Some people have higher troponin levels, and their levels don’t change. This is sometimes seen in heart problems such as myocarditis (inflammation of the heart muscle), weakening of the heart (cardiomyopathy), or congestive heart failure, chronic heart failure, high blood pressure (hypertension), kidney disease and some chronic inflammatory conditions that affect the heart.
Because troponin can rise due to problems other than a heart attack, a troponin test on its own can’t make the diagnosis. Your doctors will need to do a physical examination and an ECG at the same time.

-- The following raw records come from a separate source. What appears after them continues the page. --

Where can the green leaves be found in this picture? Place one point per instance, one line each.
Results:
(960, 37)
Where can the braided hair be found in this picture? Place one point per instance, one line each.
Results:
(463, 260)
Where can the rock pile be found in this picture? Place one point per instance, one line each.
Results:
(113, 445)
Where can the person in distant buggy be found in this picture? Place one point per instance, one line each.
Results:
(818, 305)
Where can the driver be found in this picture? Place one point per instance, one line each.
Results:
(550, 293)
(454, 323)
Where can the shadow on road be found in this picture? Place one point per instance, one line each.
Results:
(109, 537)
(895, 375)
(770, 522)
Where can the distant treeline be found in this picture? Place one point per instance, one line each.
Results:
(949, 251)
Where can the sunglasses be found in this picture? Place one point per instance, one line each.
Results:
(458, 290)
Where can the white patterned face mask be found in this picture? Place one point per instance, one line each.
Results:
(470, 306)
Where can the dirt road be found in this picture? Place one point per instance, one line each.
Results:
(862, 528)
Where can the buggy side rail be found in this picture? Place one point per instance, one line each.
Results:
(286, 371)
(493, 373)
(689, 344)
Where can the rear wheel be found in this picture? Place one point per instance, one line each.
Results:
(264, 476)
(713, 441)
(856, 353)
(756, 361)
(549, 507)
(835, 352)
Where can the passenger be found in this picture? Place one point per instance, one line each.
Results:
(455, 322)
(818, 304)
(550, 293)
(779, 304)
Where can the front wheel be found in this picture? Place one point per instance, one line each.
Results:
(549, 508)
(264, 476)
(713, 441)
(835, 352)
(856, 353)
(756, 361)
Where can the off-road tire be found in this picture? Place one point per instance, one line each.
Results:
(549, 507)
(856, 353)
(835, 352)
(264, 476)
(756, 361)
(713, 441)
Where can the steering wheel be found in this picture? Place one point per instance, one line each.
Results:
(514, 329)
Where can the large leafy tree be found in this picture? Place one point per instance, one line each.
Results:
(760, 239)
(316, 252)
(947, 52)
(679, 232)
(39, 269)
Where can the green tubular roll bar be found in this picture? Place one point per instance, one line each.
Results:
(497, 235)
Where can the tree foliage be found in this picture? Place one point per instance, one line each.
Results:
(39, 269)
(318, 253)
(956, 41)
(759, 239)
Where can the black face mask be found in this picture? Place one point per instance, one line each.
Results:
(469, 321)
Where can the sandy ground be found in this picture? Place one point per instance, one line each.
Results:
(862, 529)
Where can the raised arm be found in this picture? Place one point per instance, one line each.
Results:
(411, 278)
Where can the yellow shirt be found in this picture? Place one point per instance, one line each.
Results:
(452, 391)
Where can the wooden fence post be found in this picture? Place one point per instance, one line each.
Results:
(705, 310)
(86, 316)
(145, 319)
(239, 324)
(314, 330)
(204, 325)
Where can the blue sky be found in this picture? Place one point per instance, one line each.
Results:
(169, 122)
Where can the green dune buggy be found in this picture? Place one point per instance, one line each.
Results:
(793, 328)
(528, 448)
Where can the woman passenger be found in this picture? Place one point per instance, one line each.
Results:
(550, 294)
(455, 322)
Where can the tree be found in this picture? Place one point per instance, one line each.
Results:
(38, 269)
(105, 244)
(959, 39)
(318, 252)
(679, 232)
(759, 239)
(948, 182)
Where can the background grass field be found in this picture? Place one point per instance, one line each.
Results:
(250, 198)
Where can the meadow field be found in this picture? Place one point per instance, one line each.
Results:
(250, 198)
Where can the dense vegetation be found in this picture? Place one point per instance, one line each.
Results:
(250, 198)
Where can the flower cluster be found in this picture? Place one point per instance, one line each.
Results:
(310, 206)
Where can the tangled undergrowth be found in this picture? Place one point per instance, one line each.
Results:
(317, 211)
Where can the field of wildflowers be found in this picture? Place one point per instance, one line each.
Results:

There is an internationally agreed definition of heart attack that requires evidence of a significant increase in troponin concentration over time, together with evidence of a sudden reduction of heart muscle blood supply (ischaemia), ECG changes or imaging of heart changes.
Your emergency team will make treatment decisions based on your results. If your troponin levels are high and the ECG indicates an acute heart attack, you may need to have treatment to restore blood flow and oxygen levels. If your troponin levels are high but your ECG does not indicate a heart attack, your doctors will look at alternative causes.